In a recent article written by Bernard Vaughan and Jonathan Stempel entitled: U.S. sues Novartis, alleging kickbacks to pharmacies, Reuters reported that US government accuses Novartis Pharmaceuticals Corp. of paying kickbacks to pharmacies to switch kidney transplant patients from competitors’ drugs to its own and to oppose the use of a cheaper, generic immunosuppressant drug.
Since 2005 at least 20 pharmacies have got illicit payments from Novaris AG, a Swiss drug maker, to push up sales of its immunosuppressant drug Myfortic, said U.S. Attorney Preet Bharara.
As the kickbacks were disguised as rebates and discounts, Novartis tried to defend itself, omitting the agreements with pharmacies.
The government said, Novartis impelled one pharmacist in Los Angeles to switch about 1,000 transplant patients to Myfortic, offering him several hundred thousand dollars.
“Novartis co-opted the independence of certain pharmacists and turned them into salespeople,” said attorney Preet Bharara .
The civil health care fraud lawsuit, filed against Novartis in U.S. District Court in Manhattan on Tuesday, seeks civil damages and penalties from the company for violating the federal False Claims Act.
Novartis’s actions were so successful, that they got from the public tens of millions of dollars for drugs distributed by pharmacists – Novartis accessories. According to Novartis’ annual report, Myfortic net sales jumped up 12 % in comparison with the last year.
As it turns out, the company’s name is not so clear. Attorney Preet Bharara called Novartis the “repeat offender”, having settled fraud charges based on kickbacks less than 3 years ago. (See)
In 2010, Novartis Pharmaceuticals Corporation agreed to pay $422.5 million to resolve criminal and civil liability arising from the illegal marketing of certain pharmaceutical products.
The government stated that Novartis violated the federal anti-kickback statute prohibiting the offer or payment of rebates and other inducements to cause the purchase of any drug or service covered by Medicare, Medicaid or other healthcare program.
As stated by FBI Assistant Director Ronald Hosko, these types of cases “are one of the highest priorities of the FBI’s health care fraud program”.

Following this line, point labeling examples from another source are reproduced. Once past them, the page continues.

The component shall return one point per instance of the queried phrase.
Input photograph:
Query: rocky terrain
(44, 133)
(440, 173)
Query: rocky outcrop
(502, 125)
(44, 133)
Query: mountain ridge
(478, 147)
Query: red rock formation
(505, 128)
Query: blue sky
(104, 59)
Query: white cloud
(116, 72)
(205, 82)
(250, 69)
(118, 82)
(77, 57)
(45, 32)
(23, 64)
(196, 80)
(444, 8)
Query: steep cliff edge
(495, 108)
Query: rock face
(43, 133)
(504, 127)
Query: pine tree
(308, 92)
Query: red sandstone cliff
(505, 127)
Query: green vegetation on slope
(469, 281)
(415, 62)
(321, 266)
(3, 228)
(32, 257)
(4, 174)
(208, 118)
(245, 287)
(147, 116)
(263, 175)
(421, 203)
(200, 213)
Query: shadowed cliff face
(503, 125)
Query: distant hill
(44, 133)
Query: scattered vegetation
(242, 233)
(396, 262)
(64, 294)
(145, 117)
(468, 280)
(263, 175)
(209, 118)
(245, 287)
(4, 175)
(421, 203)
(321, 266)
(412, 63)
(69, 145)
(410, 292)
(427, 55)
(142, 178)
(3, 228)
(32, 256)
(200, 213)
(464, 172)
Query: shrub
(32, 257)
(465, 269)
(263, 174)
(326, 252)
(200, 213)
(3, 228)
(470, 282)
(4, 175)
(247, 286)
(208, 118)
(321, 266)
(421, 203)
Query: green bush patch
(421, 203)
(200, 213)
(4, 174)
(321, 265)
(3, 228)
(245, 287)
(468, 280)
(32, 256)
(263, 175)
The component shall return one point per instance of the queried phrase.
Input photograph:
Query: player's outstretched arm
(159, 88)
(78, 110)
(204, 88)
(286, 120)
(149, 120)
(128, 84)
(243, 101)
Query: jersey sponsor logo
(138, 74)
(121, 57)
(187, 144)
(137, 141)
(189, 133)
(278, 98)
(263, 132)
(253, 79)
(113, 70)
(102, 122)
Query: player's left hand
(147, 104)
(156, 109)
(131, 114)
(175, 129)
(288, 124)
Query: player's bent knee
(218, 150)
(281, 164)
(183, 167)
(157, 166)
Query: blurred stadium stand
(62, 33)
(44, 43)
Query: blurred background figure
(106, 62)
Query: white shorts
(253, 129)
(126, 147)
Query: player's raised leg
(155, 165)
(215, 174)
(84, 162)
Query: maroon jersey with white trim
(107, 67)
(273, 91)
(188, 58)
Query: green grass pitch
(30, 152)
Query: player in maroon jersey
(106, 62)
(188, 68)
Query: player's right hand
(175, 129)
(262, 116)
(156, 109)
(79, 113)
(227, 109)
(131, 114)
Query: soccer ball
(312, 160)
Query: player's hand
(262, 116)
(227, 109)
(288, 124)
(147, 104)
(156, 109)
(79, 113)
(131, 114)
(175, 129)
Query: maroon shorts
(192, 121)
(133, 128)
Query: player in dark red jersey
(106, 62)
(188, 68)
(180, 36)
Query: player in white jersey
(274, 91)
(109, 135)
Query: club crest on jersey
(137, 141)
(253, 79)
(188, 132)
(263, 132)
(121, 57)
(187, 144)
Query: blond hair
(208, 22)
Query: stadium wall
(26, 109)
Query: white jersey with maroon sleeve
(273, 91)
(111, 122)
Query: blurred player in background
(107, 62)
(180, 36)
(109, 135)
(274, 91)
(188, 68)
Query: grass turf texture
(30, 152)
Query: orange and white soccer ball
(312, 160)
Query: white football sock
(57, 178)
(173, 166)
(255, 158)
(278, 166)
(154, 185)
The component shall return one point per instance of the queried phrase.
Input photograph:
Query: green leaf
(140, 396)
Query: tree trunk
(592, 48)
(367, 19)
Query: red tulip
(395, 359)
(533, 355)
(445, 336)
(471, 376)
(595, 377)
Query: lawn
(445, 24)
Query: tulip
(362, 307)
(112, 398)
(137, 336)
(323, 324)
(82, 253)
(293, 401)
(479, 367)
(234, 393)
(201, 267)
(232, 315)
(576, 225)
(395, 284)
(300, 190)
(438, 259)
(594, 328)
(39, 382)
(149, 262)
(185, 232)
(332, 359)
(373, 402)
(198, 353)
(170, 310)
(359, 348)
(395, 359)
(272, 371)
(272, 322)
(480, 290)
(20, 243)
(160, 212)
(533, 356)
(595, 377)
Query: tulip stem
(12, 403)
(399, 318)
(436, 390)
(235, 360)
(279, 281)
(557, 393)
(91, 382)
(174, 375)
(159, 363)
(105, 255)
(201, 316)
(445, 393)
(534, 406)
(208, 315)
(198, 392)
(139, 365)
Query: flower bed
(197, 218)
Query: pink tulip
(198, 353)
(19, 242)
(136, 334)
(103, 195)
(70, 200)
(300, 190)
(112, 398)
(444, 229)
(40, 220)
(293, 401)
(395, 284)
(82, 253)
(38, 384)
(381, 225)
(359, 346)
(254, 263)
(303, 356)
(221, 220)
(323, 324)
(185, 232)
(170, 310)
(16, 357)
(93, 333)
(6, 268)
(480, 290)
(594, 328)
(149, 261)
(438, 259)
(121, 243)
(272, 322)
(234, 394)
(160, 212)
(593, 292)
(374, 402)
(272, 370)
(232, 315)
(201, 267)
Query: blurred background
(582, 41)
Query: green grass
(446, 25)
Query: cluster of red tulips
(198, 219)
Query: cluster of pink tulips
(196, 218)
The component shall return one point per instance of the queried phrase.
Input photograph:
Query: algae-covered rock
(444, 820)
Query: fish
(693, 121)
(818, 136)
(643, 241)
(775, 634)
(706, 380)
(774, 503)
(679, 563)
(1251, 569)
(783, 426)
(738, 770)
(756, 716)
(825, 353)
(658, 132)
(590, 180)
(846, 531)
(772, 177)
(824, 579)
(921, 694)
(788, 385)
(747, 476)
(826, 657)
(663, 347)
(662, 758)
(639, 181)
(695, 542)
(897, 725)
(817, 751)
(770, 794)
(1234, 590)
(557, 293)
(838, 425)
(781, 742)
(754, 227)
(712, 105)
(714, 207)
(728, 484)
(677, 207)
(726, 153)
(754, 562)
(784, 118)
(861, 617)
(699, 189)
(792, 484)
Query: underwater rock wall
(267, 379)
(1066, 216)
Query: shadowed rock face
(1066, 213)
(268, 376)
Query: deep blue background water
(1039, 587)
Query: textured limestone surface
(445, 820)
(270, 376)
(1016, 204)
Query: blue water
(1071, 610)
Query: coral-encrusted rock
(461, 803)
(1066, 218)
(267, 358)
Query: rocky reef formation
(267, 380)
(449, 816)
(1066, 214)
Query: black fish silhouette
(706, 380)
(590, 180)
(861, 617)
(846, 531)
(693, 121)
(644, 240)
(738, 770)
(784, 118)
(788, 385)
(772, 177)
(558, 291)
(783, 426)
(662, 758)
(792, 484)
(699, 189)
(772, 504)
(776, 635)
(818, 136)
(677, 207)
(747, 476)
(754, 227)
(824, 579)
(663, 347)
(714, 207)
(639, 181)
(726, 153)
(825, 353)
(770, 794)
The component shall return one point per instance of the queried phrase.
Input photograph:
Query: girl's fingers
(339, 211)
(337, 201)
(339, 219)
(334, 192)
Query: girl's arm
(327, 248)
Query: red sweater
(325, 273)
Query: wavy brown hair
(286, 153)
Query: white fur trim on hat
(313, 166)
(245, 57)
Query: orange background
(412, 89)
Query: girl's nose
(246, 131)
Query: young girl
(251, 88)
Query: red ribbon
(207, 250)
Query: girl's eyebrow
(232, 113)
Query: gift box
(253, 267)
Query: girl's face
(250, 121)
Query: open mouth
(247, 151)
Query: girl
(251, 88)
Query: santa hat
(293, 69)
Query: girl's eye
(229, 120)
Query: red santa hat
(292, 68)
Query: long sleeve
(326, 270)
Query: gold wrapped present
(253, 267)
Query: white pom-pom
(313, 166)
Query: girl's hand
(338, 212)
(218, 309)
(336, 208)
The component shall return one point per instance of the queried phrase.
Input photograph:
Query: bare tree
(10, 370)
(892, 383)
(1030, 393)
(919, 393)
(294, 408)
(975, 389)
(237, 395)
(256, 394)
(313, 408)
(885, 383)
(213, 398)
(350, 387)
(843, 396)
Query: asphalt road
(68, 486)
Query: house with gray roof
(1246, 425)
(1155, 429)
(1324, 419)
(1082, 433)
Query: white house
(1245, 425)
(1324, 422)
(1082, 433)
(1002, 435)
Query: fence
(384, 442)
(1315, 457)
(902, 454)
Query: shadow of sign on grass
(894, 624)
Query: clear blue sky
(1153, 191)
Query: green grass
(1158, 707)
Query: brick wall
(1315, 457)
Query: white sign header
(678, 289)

2012 Health Care Fraud Report shows that for every dollar spent on health care-related fraud and abuse investigations in the last three years, the government recovered $7.90. This is the highest three-year average return on investment in the 16-year history of the Health Care Fraud and Abuse (HCFAC) Program.
The government’s health care fraud prevention and enforcement efforts recovered a record $4.2 billion in taxpayer dollars in 2012, up from nearly $4.1 billion in 2011, from individuals and companies who attempted to defraud federal health programs.